# Simple CP soap recipe needed



## SundownWaterfowl (Sep 23, 2008)

I have decided to try CP soaps. Now I need a simple recipe that will make a small batch of soap. 

The oils need to be oils that I can get in the grocery store.

Also, I found a recipe with vegatable shortning. Would that make the soap greasy?


----------



## Deda (Sep 23, 2008)

It may not be the very best soap in the world, but, plain ole Crisco is a great way to learn about trace, scent and mixing.  

It's cheap, readily available and easy to work with.  

I recently started using it again when I want to test a new scent.

Good luck!


----------



## SundownWaterfowl (Sep 23, 2008)

Is it greasy though?

Do you have a simple recipe for using it?


----------



## Deda (Sep 23, 2008)

not greasy at all!

You can run it through a soap calc, like this or this.

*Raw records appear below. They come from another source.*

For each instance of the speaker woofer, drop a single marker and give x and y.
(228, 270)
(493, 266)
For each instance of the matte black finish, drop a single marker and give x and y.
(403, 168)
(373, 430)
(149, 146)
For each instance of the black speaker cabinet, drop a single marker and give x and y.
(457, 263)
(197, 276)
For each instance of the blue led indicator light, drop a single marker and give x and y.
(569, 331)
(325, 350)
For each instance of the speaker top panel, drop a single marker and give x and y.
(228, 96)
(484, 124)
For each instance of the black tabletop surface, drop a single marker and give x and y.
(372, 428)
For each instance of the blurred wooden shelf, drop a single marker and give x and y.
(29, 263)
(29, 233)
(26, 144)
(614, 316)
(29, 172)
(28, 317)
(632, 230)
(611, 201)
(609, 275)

A simple Crisco recipe for 1 lb at 6% superfat/lye discount would be:
1lb Crisco
6oz water
*58g lye 
**FO/EO at .7oz 


*I like to measure lye in grams, but if you only have a standard scale use 2oz.

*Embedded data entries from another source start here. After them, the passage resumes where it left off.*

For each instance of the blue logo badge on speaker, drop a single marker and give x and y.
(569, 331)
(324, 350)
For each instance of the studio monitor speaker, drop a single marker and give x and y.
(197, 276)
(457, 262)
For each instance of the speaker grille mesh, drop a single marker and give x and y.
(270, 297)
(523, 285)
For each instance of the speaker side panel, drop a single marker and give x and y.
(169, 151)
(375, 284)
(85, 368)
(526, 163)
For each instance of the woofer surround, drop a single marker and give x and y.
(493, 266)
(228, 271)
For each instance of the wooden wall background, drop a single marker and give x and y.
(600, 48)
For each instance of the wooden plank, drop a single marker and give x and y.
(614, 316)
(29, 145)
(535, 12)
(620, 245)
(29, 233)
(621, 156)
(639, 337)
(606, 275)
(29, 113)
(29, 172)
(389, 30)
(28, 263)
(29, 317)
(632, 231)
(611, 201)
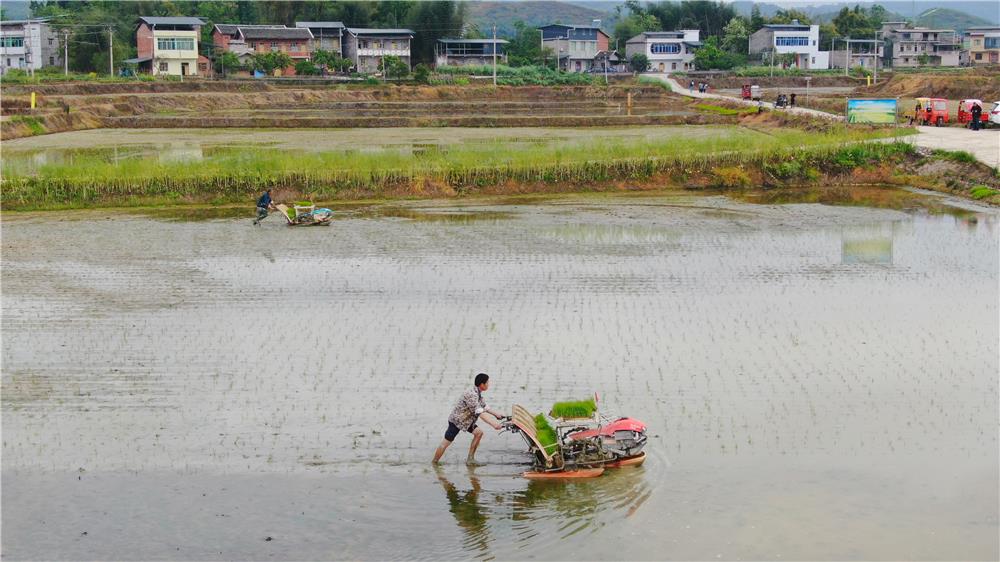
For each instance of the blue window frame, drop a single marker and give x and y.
(664, 48)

**.7oz per pound of oil is a starting place - as you get a few more batches under your belt you will develop a preference.

Don't forget - take pictures!  and have fun!


----------



## busymammaof3 (Dec 14, 2008)

*2 Oil Formula....Very Very Easy!*

Very good advice. Or Lard. Here in south texas, you can buy lard very cheap in big buckets! Olive oil is gong to cost you a little more...but is also readily available at the grocery store...as is coconut oil. 

I ran a basic recipe through The Soapmaker Program...I have on my laptop...here is what I came up with.

Olive Oil 16 fl. oz (46.83%)
Coconut Oil 18 fl. oz (53.20%)
Distilled Water 11.96 fl oz
Lye 5.03 oz

According to the bar graph that shows the probable charachterisitics of the formula...it will be a very hard bar, with good lather. If you combine these with lard/tallow...the lathering will decrease some. But it is a cheap oil to use.

Hope that helps!


----------



## heartsong (Dec 14, 2008)

*s*

hi there!

i believe soapmaker man's walmart soap recipe is in our soap recipe and tutorial forum.  these are all readily available ingedients you can get in walmart.

(i wish he'd post a "sticky" for this recipe cause i can never find it!)


----------